Did Apple raise its wages to trump a New York Times report?
For the second time this year, Apple has pre-empted an exposé in the New York Times with positive action, causing many to suspect insider information is behind the company's uncanny knack for predicting criticism in the media.
The latest move involves a report into the low wages paid to employees at Apple's retail stores.
The report, part of the New York Times' iEconomy series, draws attention to the fact that the average retail employee earns just US$25,000 per year, despite the company raking in colossal profits.
Published over the weekend, the report recognises that Apple's standard pay rate is above average for retail, but says the company doesn't pay a commission, despite the fact some employees will turn over thousands of dollars in sales.

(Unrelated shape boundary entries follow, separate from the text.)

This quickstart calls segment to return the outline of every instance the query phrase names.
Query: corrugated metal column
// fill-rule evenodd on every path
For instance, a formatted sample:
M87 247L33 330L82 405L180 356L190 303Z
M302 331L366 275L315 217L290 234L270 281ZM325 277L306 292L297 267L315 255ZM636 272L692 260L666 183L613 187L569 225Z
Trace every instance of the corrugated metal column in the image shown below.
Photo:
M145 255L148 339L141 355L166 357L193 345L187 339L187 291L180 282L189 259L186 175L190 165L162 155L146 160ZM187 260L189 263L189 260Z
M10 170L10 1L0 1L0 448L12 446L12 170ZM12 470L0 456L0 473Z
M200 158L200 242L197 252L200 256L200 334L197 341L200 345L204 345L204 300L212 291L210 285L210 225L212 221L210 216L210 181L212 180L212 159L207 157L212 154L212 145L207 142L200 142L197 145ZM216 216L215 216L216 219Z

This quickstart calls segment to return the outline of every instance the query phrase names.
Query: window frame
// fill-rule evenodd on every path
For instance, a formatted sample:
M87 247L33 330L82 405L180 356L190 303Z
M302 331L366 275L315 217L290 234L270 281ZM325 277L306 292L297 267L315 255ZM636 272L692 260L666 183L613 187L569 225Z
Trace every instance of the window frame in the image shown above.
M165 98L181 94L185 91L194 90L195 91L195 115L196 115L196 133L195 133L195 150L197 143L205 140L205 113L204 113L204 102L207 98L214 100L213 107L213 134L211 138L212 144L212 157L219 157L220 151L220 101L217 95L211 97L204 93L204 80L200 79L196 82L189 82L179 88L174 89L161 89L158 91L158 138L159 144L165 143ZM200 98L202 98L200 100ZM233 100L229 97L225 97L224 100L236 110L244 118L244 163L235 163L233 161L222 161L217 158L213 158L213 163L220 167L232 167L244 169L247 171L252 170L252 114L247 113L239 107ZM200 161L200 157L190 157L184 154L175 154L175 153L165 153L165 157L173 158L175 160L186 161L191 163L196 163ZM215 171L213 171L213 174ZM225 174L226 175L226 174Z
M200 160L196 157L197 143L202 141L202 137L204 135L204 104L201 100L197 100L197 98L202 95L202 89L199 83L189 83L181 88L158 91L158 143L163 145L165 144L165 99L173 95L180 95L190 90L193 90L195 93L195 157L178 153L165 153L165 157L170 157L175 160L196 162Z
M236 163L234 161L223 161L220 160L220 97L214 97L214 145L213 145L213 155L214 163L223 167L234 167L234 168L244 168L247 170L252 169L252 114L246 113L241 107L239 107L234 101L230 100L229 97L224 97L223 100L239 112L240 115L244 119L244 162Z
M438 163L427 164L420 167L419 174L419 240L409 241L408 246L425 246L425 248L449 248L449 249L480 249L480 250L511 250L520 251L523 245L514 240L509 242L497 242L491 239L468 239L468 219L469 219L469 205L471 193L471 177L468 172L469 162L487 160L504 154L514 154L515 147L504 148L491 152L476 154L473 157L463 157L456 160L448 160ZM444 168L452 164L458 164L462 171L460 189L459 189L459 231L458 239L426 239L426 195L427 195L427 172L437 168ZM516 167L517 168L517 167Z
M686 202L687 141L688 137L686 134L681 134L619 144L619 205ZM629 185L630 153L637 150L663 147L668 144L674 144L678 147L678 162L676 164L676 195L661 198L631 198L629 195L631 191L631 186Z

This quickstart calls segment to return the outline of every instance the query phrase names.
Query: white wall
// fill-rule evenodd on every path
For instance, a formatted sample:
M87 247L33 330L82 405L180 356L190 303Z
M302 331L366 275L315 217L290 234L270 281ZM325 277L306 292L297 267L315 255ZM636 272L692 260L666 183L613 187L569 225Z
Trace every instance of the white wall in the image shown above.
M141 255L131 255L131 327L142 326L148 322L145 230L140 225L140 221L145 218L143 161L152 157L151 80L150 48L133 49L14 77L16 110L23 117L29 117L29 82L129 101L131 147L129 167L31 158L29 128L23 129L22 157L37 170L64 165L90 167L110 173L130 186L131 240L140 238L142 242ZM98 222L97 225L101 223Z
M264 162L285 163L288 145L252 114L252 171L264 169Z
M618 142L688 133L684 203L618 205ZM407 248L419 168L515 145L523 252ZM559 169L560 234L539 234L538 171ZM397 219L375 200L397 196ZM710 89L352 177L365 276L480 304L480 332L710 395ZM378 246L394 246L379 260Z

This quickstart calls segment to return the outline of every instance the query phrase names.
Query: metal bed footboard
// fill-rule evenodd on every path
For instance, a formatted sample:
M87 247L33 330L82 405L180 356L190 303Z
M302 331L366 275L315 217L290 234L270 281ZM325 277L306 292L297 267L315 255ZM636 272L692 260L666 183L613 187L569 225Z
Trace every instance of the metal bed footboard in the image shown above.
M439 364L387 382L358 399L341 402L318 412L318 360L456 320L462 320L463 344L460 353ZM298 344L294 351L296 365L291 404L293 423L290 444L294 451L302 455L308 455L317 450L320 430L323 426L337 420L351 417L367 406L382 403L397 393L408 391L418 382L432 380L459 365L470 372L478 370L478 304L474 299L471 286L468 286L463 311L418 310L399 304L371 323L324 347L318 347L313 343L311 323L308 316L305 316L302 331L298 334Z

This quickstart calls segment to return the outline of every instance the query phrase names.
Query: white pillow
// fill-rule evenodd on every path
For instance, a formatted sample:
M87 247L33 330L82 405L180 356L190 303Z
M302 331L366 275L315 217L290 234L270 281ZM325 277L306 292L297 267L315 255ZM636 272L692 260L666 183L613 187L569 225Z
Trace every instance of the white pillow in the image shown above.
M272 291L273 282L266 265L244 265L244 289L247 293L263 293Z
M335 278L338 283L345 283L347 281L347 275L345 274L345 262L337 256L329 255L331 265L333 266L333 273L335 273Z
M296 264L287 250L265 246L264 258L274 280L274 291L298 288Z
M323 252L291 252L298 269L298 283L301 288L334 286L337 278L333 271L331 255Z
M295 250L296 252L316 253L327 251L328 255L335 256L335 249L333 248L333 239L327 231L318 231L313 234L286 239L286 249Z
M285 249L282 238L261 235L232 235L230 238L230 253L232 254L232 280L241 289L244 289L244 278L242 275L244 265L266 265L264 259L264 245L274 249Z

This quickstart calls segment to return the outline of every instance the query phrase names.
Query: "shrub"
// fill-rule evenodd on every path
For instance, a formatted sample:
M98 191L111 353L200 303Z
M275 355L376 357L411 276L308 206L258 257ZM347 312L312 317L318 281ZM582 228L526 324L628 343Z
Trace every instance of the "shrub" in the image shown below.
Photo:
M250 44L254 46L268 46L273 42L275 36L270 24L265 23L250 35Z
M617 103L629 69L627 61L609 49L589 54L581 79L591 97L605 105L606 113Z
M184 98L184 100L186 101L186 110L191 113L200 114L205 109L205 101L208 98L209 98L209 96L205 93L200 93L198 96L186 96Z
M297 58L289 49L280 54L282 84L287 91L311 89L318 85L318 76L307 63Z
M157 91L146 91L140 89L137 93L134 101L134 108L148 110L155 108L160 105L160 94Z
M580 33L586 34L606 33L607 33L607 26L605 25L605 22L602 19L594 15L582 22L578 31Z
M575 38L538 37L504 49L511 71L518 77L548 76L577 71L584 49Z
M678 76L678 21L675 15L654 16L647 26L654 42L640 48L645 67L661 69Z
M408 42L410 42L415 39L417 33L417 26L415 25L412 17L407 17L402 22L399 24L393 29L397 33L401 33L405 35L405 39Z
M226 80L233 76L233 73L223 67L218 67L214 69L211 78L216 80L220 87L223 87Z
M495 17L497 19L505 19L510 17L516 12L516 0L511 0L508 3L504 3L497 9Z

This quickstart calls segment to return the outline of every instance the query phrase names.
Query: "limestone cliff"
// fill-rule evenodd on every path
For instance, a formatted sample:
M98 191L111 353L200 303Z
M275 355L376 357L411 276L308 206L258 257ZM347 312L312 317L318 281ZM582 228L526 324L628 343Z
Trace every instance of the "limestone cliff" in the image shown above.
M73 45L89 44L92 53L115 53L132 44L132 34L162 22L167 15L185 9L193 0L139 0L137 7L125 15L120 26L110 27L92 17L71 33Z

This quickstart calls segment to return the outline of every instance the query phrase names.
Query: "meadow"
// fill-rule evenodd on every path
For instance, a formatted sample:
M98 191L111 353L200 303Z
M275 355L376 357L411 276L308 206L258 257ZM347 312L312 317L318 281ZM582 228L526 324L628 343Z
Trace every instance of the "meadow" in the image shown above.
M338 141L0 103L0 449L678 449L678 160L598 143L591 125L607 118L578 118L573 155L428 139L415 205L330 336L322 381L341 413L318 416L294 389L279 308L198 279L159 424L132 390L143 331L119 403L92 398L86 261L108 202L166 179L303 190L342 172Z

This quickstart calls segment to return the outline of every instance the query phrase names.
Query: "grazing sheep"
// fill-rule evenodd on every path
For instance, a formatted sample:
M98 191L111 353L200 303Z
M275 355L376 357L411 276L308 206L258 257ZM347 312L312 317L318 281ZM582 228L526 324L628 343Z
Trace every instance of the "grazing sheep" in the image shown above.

The trouble is, just days before the report was published Apple had brought forward pay increases that had been scheduled to take place in September, with some employees indicating raises of up to 30%.
At the same time, Apple also instituted a new Mac and iPad employee discount program first indicated in January, offering hefty price cuts on those hardware items on top of the standard 25% deduction.
The New York Times acknowledges the increases in its report, saying they come four months after the publisher started making its inquiries.
Even so, the timing seems too uncanny to be coincidence – especially as the same thing happened with a previous iEconomy report, this time looking into overseas labour practices.
In that case, the New York Times published its story on January 25; however, Apple had made its move just under two weeks previously, publishing a report on January 13 detailing the company's efforts to improve conditions at its overseas factories.